But while there has been a close focus on four weeks of glitz two years from now, there’s a dark shadow falling over sport in England which may yet ensure that there is no legacy, and that the East End extravaganza will be remembered with that same dismissive phrase crafted by the Roman poet Juvenal nearly 2000 years ago. “Panem et circenses” — bread and circuses, by which he meant the replacement of important public engagement with insubstantial artifice. In last week’s €90bnreduction of the size of the British state nearly €200m was withdrawn from the PE and sports budget of schools, abolishing along the way 450 School Sport Partnerships which exist to increase the links between schools and amateur and professional clubs. Specialist sports schools — created to modernise facilities and ensure that they are also open to the public — were scrapped and the extra funding they received, equivalent to roughly €150 per pupil, siphoned off into general school budgets. There is no obligation to spend those sums on sport, and anyway, the organisation tasked with overseeing development, the Youth Sports Trust, has also been dismantled as part of the much vaunted “Bonfire of the Quangos.” In keeping with the general economic strategy in the United Kingdom, it is the most disadvantaged and deprived children — precisely those at whom sport has been targeted as a means of improving their overall self-confidence and levels of attainment — who will suffer most.

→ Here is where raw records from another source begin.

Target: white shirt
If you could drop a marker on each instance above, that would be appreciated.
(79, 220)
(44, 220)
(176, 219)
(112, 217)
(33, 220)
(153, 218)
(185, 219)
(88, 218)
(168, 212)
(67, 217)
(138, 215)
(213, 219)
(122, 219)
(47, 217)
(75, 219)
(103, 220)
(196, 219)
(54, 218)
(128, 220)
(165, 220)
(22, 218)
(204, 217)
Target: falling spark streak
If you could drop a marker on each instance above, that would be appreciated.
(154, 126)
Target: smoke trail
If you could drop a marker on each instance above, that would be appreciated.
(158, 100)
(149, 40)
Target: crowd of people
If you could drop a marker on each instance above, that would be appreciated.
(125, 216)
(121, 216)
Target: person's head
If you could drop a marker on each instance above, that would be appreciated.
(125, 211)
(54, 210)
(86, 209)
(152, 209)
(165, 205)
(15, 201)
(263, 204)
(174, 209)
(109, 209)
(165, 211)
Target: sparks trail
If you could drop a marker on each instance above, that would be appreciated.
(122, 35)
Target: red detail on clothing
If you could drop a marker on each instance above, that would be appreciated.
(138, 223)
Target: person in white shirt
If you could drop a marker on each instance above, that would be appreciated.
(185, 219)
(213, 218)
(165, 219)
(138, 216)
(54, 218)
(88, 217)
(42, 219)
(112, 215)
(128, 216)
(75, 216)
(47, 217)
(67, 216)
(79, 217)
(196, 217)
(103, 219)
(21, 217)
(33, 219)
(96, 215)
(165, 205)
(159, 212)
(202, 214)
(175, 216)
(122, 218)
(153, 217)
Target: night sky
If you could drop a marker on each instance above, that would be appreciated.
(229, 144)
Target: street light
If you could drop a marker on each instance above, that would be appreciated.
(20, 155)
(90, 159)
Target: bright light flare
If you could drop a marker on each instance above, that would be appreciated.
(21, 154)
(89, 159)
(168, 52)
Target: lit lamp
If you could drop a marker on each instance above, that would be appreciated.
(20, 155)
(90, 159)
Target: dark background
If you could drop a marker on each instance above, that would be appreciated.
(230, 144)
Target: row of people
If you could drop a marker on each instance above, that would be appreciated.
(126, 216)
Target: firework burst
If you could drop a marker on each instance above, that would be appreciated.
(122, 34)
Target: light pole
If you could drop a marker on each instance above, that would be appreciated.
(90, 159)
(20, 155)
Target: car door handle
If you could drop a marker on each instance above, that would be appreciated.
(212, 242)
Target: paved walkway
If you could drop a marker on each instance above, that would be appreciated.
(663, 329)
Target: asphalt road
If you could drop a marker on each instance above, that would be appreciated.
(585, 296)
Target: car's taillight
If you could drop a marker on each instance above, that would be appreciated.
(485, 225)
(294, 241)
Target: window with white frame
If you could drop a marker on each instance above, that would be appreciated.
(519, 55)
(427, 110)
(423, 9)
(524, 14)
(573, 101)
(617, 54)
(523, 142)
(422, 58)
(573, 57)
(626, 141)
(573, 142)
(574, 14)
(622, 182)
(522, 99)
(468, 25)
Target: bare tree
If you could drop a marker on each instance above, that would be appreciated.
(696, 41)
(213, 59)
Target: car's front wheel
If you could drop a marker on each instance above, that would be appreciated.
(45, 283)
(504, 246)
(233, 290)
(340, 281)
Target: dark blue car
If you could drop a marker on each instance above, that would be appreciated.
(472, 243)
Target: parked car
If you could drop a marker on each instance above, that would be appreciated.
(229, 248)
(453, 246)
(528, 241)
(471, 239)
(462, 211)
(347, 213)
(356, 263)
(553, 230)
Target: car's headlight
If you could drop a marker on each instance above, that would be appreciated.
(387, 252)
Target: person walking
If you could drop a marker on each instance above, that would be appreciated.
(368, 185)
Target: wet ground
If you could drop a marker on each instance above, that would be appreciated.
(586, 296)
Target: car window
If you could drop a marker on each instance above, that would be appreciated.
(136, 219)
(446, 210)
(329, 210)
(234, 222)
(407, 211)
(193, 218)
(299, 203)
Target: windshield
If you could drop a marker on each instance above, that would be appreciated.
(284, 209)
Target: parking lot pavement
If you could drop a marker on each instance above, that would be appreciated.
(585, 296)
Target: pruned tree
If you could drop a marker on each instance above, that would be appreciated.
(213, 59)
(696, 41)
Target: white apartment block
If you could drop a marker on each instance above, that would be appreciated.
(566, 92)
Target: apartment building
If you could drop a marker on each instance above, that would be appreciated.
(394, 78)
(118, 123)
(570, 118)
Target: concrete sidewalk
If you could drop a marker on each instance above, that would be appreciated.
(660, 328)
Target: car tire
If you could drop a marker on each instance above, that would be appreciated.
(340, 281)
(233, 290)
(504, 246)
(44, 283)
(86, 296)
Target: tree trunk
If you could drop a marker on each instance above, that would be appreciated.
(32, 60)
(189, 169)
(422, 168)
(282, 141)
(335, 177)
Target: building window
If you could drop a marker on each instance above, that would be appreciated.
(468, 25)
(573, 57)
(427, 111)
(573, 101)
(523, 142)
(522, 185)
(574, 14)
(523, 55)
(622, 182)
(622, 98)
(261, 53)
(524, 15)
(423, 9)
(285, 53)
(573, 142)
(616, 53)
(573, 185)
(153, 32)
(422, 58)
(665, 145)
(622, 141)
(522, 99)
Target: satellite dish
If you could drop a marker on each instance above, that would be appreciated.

Being denied opportunities within school, they will also experience a reduction in leisure centres, swimming pools, and playing fields. Local authority budgets are to be cut by 26% and the staff who supervise, clean and service those facilities are high on the redundancy hit list. This in a country which has recently named obesity as its number one public health problem. During the 1980s, under a succession of weak-kneed and chinless sports ministers, provision of sports facilities was allowed to stagnate, with land scandalously sold off for commercial development.
One of the brighter aspects of the Labour government was a reversal of that policy with investment in all-weather pitches, skateboard parks, new pools, running and cycle tracks. Winning the 2012 Olympic Games, said Tony Blair, “will inspire a new generation to take up sport.”
The last time the Conservatives ran down Britain’s recreational infrastructure the proportion of children participating in school sports for two hours a week (could there be a more minimal requirement) dropped below 25%. In the 13 years since 1997 that percentage has increased to 90%.
While politicians were busily hacking away at their financial commitments to grassroots sport, one young, but currently under performing, footballer was happily increasing his income to nearly €200,000 per week.
Perhaps that’s precisely the sort of justice and logic you might expect from a country which is committed to building two new aircraft carriers . . . but can’t afford to produce any planes to put on them.
Irish finances are as bad, if not worse, than those in the UK. The passion for sport is greater. Capital grant applications in 2008 ran into many millions of euro. A winter of discontent lies ahead.